During my school days in rural Kerala in the 1940s, life was spartan and luxuries we take for granted today were unknown. My village had an agricultural community. There was no electricity in my house or anywhere else. We used to walk to school barefoot, though it was more than 5 km away.
Small shops sold bare essentials, things which were not locally produced. For buying other commodities, we had to travel to faraway towns. New clothes, the bare minimum required, were bought only once a year during the festival season.
If somebody got sick, only local remedies were at hand. Modern medical facilities were available in towns where one went only if absolutely necessary. Transport facilities were limited.
In my childhood, epidemics such as cholera and smallpox were not unusual, and when they happened, they ran their course taking many lives. Viral and bacterial diseases which we today take in our stride, were often fatal. Lifestyle and age-related diseases were less common than today, probably because only the fittest lived to a ripe old age. “Old age” then was young by today’s standards.

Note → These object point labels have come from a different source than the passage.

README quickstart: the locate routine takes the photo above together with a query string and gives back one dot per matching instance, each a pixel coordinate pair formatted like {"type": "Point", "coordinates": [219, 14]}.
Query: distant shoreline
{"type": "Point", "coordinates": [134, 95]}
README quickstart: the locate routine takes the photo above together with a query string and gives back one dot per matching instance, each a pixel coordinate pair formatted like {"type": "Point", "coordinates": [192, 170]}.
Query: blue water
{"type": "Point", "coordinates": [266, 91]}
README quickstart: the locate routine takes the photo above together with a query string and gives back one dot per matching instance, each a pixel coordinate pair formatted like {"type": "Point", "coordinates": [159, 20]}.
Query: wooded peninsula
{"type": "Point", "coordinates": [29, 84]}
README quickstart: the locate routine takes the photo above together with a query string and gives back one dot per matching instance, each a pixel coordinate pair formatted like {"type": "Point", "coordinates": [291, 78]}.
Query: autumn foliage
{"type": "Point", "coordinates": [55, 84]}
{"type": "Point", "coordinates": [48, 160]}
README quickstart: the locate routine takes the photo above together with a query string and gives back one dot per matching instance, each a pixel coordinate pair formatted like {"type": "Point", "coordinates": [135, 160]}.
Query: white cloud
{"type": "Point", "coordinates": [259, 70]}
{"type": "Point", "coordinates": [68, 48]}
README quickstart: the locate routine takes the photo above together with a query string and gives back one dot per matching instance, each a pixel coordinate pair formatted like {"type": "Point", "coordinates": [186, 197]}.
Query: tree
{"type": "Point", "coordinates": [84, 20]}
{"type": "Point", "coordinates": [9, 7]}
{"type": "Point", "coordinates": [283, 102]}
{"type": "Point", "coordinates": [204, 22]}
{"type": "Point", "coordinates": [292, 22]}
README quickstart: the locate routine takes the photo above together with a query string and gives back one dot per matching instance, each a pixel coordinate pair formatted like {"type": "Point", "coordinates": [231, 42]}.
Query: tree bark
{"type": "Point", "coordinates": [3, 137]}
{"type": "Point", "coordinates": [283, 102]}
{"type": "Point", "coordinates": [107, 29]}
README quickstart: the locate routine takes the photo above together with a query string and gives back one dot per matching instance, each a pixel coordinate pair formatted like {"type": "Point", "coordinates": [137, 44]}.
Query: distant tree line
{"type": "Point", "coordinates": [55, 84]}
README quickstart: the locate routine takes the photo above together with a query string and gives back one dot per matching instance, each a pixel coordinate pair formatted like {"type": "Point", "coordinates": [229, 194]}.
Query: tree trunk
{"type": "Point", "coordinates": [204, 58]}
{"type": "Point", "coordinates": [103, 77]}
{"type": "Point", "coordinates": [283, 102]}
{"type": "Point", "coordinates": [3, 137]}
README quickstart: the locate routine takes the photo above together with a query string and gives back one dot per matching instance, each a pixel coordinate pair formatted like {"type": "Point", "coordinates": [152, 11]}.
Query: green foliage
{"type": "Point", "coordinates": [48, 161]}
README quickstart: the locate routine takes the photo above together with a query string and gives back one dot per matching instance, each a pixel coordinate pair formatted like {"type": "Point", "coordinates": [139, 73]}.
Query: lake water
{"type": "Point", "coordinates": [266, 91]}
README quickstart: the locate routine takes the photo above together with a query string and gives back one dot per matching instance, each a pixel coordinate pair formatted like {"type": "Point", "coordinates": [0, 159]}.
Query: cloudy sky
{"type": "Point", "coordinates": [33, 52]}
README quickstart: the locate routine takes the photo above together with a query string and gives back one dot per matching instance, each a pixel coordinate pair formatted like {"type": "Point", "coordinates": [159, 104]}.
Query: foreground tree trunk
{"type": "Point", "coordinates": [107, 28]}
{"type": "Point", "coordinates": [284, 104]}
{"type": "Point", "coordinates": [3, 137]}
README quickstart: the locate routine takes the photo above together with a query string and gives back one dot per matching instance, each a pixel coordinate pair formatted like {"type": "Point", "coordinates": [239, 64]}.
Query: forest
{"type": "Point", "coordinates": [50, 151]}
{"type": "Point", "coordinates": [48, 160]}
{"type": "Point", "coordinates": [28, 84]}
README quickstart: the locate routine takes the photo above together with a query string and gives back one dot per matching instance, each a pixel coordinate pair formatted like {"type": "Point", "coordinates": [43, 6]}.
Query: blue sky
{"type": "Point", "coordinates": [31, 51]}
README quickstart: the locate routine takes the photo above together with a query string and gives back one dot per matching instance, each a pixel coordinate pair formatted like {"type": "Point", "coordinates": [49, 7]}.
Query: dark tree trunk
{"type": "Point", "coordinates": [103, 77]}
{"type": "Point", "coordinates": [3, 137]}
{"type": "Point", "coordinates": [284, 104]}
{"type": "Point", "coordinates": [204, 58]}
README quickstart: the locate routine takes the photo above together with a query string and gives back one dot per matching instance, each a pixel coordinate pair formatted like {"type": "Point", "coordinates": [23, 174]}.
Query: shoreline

Were we “poor”? My family and those at that economic level did not consider ourselves poor mainly because our needs were limited. We had enough food, clothing and shelter. Medical and recreational facilities were considered adequate. Family ties were strong. Our parents were able to provide us basic education and in some cases, even higher education. Agriculture provided a livelihood if one was ready to do hard work, and salaried jobs were available for the privileged few.
This happy state of affairs was enjoyed by only a few. The majority of the populace lived below the poverty line, drawn well below “acceptable” standards.
Poverty was there all around me. People suffering from hunger and diseases, high infant mortality and children dying or stunted by malnutrition and life in squalour and poor hygiene too were all around me. My generation grew up witnessing a new technological revolution, into privileges and lifestyle changes which took place at a bewildering pace, mind-boggling compared with the range of advances that my parents experienced during their lifetime. I am fully conscious that people like me are enjoying the benefits of advancements brought about mainly by the developed nations at a considerable cost to natural resources and by causing environmental degradation. The people of the less developed world are certainly not trying to slow down in this race towards progress, but are trying to fast catch up. Development experts and environmental activists assure us that unless drastic action is taken, earth is fast moving towards destruction, be it due to global warming, climate change, resource depletion or other disasters.
Do I feel guilty about it? The answer is, “yes” and “no”. “No”, because the suffering and deprivations that I have experienced during the early days of my life are fresh in my mind. Just as the world of more than two centuries ago accepted and enjoyed the fruits of the Industrial Revolution without a thought for the negative side of the changes, people of my generation accept the upward spiral of lifestyle changes as our right without guilt. It has always been like that, the onward march with the slogan “Excelsior”. The weak may fall by the wayside, the earth may change irreversibly, there is no stopping progress. Did you ask, “How dare you? We are on the brink of a mass extinction and all we can talk about is material comforts and eternal economic growth”, to borrow Greta Thunberg’s words. In my deep conscience, such questions raise their heads. I have learnt to close my mind to such inconvenient thoughts. Yes, in my heart, I feel guilty.